Abstract
Purpose:
To evaluate the accuracy of adaptive optics (AO)-based imaging biomarkers to assess the spatial arrangement of cones in patients suffering from type 1 diabetes mellitus (DM1).
Methods:
An AO flood-illumination retinal camera was used to obtain images of the cone mosaic in 16 DM1 patients, aged 22-57 years old. Eight DM1 patients had mild non proliferative diabetic retinopathy (NPDR) and eight patients had no sign of diabetic retinopathy (noDR); 16 healthy volunteers were recruited as controls. Cone density, spacing between cones, and the preferred packing arrangements of cones were assessed in 160x160 µm sampling areas at 1.5 degree eccentricity from the fovea along all retinal meridians.

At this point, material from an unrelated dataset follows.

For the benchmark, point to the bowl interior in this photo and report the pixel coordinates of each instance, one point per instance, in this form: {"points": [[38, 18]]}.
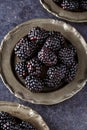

The cone spacing and preferred arrangements of cones were calculated using the Nearest Neighbours Distance (NND) and the Voronoi diagrams respectively. The novel metrics included the linear dispersion index (LDi) and the heterogeneity packing index (HPi). The LDi is the ratio between the standard deviation and the mean of the NND; the HPi represents the fraction of hexagonal Voronoi tiles over the non-hexagonal tiles and is expressed in percentage. Logistic regression analysis was performed to identify patients with DM1 using cone density, LDi and HPi parameters as descriptors.
Results:
The cone density was lower in DM1 patients than controls, though the differences reached statistically significance only between NPDR cases and controls (P<0.001). The LDi was higher in DM1 patients than controls, though the difference was statistically significance only between NPDR cases and controls (P=0.01). The HPi was statistically significantly lower in patients with DM1, both NPDR and noDR cases, than controls (P≤0.01). Logistic regression analysis achieved 94% classification accuracy for DM1 patients based on the complementary use of the AO-based imaging biomarkers.
Conclusions:
The complementary use of cone metrics shows great potential to detect early pathologic changes of the cone mosaic in patients affected by diabetes mellitus.